SwissBorg, a crypto wallet and exchange service, has confirmed that a major security breach allowed attackers to steal Solana (SOL) worth $41.5 million from its staking protocol.
The attack, conducted against the company's SOL Earn programme, was made possible by cybercriminals exploiting an API vulnerability.
Details of the attack
Crypto investigator ZachXBT was the first to inform the community of the ongoing theft, posting a alert message on Telegram in which it spoke of a "serious Solana hack" in progress. SwissBorg immediately responded in the same thread, alerting users that its Solana staking programme had been completely compromised.
SOL Earn Incident & SwissBorg Recovery Plan
- SwissBorg (@swissborg) September 8, 2025
A partner API was compromised, impacting our SOL Earn Program (~193k SOL, <1% of users).
👉 Rest assured, the SwissBorg app remains fully secure and all other funds in Earn programs are 100% safe.
Our recovery plan.
Immediate Actions...
"A partner API has been compromised, impacting our SOL Earn programme (~193,000 SOLs, &l;1% of users). Rest assured that the SwissBorg app remains completely secure, and all other funds in the Earn programmes are 100% protected," SwissBorg stated on X.
Subsequently, the company confirmed that the hack only affected the SOL Earn programme. Nevertheless, the losses for the company are expected to be significant, as SwissBorg has been among Solana's most vocal supporters in recent years. CEO Cyrus Fazel had even praised SOL's bullish outlook in an interview in 2024.
On-chain data from Arkham Intelligence indicate that SwissBorg held $72.6 million in Solana prior to the attack. If confirmed, the hackers would have been able to drain well over half of the company's total SOL reserves. The SOL Earn programme accounted for about 1% of the user base before the attack, so it is not yet clear to what extent the incident impacted the platform as a whole. However, a loss of this magnitude will inevitably affect the company's treasury.
SwissBorg has confirmed that it will reimburse customers using its own funds, to return a 'significant portion' of their balances. Without an effective recovery, however, the platform has admitted that it will not be able to fully reimburse all affected users.

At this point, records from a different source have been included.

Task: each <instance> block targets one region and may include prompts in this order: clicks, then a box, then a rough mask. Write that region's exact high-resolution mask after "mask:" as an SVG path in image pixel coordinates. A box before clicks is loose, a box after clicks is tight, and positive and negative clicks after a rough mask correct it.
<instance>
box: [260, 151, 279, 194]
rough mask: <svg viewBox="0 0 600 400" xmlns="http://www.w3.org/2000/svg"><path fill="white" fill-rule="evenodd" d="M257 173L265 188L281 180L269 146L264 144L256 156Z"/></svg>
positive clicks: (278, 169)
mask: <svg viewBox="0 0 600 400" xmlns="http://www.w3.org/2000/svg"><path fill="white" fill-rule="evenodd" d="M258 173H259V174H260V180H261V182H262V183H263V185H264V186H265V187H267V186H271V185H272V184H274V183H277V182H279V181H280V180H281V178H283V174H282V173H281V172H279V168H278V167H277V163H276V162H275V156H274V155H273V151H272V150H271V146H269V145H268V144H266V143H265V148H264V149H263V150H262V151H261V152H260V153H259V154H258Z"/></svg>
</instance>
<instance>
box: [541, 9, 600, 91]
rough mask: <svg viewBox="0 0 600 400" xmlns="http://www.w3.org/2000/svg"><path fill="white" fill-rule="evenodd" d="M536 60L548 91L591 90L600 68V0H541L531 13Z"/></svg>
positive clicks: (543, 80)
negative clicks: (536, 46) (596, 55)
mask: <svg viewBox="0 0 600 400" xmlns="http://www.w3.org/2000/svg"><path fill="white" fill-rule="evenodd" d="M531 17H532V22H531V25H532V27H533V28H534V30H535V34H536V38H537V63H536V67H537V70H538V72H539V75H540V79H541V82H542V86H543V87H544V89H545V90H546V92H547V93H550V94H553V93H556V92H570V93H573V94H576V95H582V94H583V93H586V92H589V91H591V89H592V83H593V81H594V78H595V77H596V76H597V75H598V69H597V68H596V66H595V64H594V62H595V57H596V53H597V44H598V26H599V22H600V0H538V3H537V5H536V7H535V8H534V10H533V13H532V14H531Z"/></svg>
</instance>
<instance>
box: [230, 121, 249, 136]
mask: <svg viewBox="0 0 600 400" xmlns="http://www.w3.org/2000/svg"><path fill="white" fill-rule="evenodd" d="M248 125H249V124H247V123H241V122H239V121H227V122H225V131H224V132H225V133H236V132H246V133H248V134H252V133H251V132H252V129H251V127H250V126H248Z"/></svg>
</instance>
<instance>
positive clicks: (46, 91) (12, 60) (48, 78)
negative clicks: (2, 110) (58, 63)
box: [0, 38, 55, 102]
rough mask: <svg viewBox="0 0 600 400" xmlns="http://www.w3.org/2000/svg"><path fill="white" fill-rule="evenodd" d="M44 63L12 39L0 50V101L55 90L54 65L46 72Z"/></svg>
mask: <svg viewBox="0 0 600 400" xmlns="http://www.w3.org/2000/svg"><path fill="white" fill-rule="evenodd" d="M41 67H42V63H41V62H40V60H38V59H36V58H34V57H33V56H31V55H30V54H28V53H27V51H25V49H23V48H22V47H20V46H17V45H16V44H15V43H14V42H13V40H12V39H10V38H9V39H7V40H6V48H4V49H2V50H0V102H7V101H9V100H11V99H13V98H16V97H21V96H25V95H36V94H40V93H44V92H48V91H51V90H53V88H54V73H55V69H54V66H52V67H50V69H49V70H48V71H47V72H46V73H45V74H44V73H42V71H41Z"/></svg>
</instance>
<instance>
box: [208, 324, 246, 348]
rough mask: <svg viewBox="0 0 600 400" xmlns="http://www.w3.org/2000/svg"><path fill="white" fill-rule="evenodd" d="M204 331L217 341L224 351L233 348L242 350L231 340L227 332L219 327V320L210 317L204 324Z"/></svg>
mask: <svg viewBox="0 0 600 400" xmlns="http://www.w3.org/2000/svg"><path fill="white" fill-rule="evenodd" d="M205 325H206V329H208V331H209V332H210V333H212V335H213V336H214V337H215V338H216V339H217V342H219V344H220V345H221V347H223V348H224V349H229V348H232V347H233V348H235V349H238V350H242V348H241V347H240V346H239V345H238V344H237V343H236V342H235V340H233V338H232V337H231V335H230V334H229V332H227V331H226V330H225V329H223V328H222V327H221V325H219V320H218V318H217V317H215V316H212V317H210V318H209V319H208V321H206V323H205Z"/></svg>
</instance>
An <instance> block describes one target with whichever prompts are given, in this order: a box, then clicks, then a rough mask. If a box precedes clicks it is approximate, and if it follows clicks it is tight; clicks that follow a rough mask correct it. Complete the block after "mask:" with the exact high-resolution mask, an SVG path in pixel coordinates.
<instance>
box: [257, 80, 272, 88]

Consequences for the industry
Hacks based on API exploits are becoming an increasingly common attack vector in the crypto industry. Even when a platform's internal security measures are robust, partner integrations can be a weak point. A recent JavaScript exploit has shaken up the industry, highlighting the inherent risks of such collaborations.
ZachXBT, which has been warning the community for months of the arrival of a 'criminal super-cycle', described the exploit against SwissBorg as the work of highly organised cyber criminals, capable of stealing millions from digital asset platforms.
Recovery plans
SwissBorg said it will be transparent in its investigation of the theft. The CEO, Cyrus Fazel, scheduled a live broadcast in the afternoon to outline the company's future plans.
In the meantime, blockchain investigators and white-hat hackers are tracking the movement of stolen funds to support recovery operations. Although the effectiveness of crypto crime prevention remains debatable, the incident will likely add to the demand for greater security for platforms and their ecosystems.